A su regreso al Paraguay poco después de la graduación, el joven doctor en Teología comenzó a enseñar Latín en el Seminario de San Carlos, pero fue obligado a renunciar años más tarde, luego de una agria discusión sobre sus ideas religiosas y políticas radicales. Después de enseñar Derecho español, Francia se embarcó en una carrera jurídica que le ganó respeto en toda Asunción. Hablaba guaraní con fluidez y se hizo amigo de los peones paraguayos, para quienes se convirtió en protector y héroe. A los más pobres les pedía honorarios reducidos, o nada, mientras que recibía considerables sumas de sus clientes solventes, como bien observó John Parish Robertson. “Su integridad sin temores le ganó el respeto de todas las partes. Jamás defendía una causa injusta, estando siempre dispuesto a tomar la parte del pobre y el débil contra el rico y el poderoso”.1
A pesar de haber sido electo Dictador por los enormes congresos representativos de 1814 y 1816, durante sus años en el poder Francia evitó el personalismo típico de a las dictaduras. Con la única excepción de Villa Franca –fundada a mediados de la década de 1820 con ayuda de Francia, después que las inundaciones obligaran a los habitantes de Villa de Remolinos a abandonar sus hogares–,2 no permitió que una sola población, barrio, calle, edificio, estatua o moneda fuera dedicada a su honor. De modo similar, rompiendo una tradición de larga data, se rehusó a aceptar obsequios de ningún tipo.3 Esta política tuvo un impacto tan vigoroso sobre el pueblo, que más de veinte años después de la muerte de Francia, un número de ancianos la recordaba vívidamente:
El 6 de enero de 1817, con motivo del cumpleaños del Dictador, se le ofreció una recepción [que fue] obviamente más importante que en cualquier otro año. Sin embargo, él no aceptó ningún obsequio, sosteniendo que era necesario abolir esa corrupta práctica española, que conducía a imponer una obligación al pobre, que a menudo debía hacer un sacrificio para seguir la misma.4
Otro contemporáneo resumió este aspecto del carácter de Francia: “su fortuna privada no se incrementó por su elevación, jamás aceptó un obsequio y su sueldo siempre está atrasado, sus mayores enemigos le hacen justicia sobre estos puntos”.5
La incorruptible honestidad de Francia, en particular durante su mando como dictador se hizo proverbial. Evitando la acumulación de cualquier riqueza o bienes personales substanciales, vivió una vida modesta y semiretraída de soltero, con una fracción del sueldo que le fue establecido por los congresos populares. Además, como Francia no dejó herederos, a su muerte el 20 de septiembre de 1840, la totalidad de sus pertenencias, de acuerdo a las leyes que él mismo había promulgado, fueron automáticamente confiscadas por el Estado.6
No sorprende que la política radical, popular y nacionalista se enfrentara con una creciente oposición interna y externa. Los ataques combinados de unitarios y federales devastaron el comercio paraguayo, sirviendo como catalizadores para la desastrosa Gran Conspiración de 1820 que derrocó el régimen popular por las élites paraguayas, cuya posición privilegiada descansaba sobre la economía de exportación de monocultivos de la nación. En efecto, la revolución paraguaya sustrajo a toda la clase superior, tanto española como criolla, sus tradicionales bases sociales, políticas y económicas de poder. Al designar a nuevos funcionarios de entre la gente común, Francia no permitió a las élites ejercer cargos gubernamentales o militares impidiéndoles tener poder directo, y usó un sistema de multas y confiscaciones para negarles el poder menos directo, aunque eficaz, que otorga el dinero.
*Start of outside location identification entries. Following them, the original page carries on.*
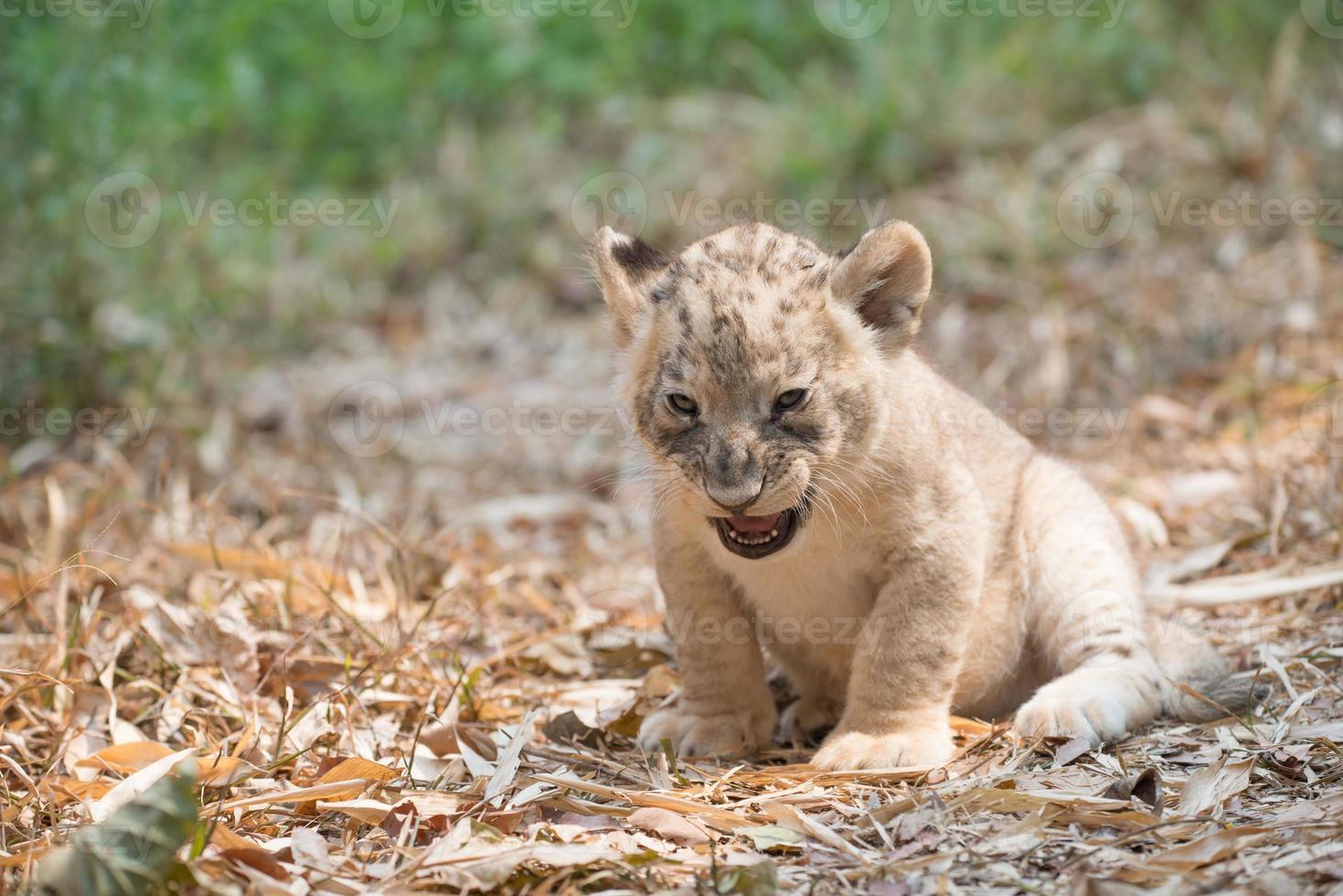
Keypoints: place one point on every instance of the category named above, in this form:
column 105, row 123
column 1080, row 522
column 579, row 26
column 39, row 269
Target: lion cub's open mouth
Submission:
column 756, row 536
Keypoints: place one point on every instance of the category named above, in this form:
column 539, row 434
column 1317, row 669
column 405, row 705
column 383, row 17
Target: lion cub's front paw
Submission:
column 719, row 735
column 809, row 715
column 853, row 750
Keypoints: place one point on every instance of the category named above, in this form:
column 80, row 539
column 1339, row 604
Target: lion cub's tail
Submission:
column 1199, row 686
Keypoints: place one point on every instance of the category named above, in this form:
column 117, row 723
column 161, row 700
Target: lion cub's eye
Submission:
column 789, row 400
column 682, row 404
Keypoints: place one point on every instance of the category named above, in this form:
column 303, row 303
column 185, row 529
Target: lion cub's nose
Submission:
column 733, row 497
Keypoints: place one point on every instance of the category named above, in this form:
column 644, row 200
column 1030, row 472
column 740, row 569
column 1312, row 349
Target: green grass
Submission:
column 248, row 98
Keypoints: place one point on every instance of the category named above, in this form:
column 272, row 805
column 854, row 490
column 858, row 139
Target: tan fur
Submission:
column 944, row 564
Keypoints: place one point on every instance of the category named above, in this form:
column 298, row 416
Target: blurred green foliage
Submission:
column 487, row 123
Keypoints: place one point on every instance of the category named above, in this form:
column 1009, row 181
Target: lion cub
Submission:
column 826, row 497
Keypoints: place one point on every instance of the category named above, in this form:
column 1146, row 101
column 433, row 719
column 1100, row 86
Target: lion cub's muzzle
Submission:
column 758, row 536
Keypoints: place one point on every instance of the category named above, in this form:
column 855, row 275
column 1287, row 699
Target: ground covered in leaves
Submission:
column 395, row 604
column 391, row 676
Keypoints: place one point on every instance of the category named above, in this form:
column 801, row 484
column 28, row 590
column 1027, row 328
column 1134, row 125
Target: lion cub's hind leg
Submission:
column 1085, row 618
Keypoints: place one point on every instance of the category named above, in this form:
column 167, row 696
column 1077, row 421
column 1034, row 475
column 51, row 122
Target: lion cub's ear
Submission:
column 887, row 278
column 624, row 266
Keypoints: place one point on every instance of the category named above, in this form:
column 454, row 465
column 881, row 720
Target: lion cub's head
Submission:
column 752, row 366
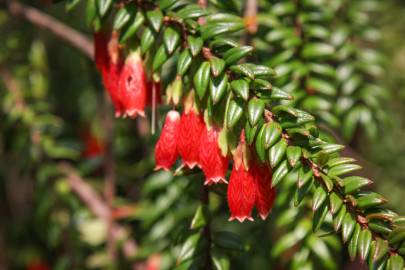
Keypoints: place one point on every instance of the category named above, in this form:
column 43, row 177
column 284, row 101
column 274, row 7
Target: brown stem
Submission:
column 37, row 17
column 96, row 205
column 109, row 167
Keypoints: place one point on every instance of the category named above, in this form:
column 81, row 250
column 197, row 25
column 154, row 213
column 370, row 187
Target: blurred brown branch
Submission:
column 37, row 17
column 96, row 205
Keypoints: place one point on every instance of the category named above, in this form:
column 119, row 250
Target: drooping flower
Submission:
column 213, row 164
column 109, row 63
column 241, row 188
column 191, row 126
column 166, row 147
column 265, row 194
column 133, row 86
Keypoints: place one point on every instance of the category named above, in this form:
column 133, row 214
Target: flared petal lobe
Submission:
column 166, row 147
column 241, row 193
column 213, row 164
column 191, row 126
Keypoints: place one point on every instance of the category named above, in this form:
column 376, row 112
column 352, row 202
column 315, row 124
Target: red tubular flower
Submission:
column 241, row 188
column 110, row 67
column 213, row 164
column 241, row 193
column 133, row 86
column 265, row 194
column 188, row 145
column 166, row 147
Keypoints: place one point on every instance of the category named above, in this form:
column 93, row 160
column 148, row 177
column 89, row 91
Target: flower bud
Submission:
column 213, row 164
column 166, row 147
column 191, row 126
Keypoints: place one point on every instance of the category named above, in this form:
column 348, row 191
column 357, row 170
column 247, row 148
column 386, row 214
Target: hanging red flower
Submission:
column 191, row 125
column 133, row 86
column 213, row 164
column 166, row 147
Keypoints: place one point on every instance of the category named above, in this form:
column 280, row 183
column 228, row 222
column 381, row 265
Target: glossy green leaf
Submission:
column 241, row 88
column 202, row 79
column 255, row 110
column 218, row 87
column 171, row 39
column 277, row 152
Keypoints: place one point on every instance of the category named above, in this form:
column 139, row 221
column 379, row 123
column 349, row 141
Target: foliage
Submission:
column 303, row 58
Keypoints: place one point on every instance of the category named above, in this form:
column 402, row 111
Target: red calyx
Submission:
column 166, row 147
column 213, row 164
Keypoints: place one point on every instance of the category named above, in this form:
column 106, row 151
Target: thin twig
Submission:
column 37, row 17
column 96, row 205
column 109, row 169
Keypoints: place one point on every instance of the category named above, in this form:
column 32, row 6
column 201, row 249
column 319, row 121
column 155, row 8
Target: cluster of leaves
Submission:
column 322, row 52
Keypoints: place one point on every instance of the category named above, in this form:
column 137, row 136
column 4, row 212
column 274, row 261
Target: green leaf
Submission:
column 365, row 238
column 380, row 250
column 347, row 227
column 228, row 240
column 343, row 169
column 202, row 79
column 260, row 149
column 211, row 30
column 271, row 134
column 255, row 110
column 277, row 93
column 155, row 18
column 184, row 62
column 191, row 12
column 160, row 58
column 235, row 112
column 319, row 216
column 218, row 87
column 317, row 50
column 132, row 27
column 123, row 16
column 319, row 197
column 147, row 39
column 104, row 6
column 338, row 220
column 277, row 152
column 370, row 199
column 354, row 243
column 335, row 203
column 353, row 184
column 395, row 262
column 171, row 39
column 195, row 44
column 241, row 88
column 200, row 218
column 293, row 154
column 233, row 55
column 217, row 66
column 279, row 173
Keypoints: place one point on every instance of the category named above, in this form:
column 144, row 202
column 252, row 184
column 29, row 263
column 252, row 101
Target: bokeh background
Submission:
column 54, row 112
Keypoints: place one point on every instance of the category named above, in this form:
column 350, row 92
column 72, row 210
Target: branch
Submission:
column 96, row 206
column 38, row 18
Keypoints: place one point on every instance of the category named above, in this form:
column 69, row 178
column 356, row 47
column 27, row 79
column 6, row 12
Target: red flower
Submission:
column 166, row 147
column 108, row 62
column 133, row 86
column 265, row 194
column 188, row 145
column 213, row 164
column 241, row 193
Junto con la abolición del Consejo Gobernante Municipal de la élite (Cabildo), el régimen revolucionario controló a la iglesia y sus instituciones auxiliares. Proscribió las fraternidades eclesiásticas, cerró sus monasterios y confiscó sus bienes raíces. Al anular las donaciones reales de tierras y confiscar la propiedad de los conspiradores de las clases sociales altas, Francia promulgó una profunda reforma agraria que abolió el tradicional sistema de tenencia latifundista de la tierra. Para la fecha del fallecimiento del Dictador en 1840, más de la mitad de la rica región central del Paraguay había sido nacionalizada, se habían creado numerosas estancias estatales y decenas de millares de personas tenían granjas arrendadas del Estado. El sector privado de la economía tuvo que competir con el gobierno que, al reducir los impuestos a un mínimo, recibía la mayor parte de sus ingresos de la venta de artículos importados, ganado y productos manufacturados por el Estado. Además, el Estado controlaba en forma completa el comercio internacional a través de su masiva participación y un sistema estrictamente aplicado de permisos de comercio.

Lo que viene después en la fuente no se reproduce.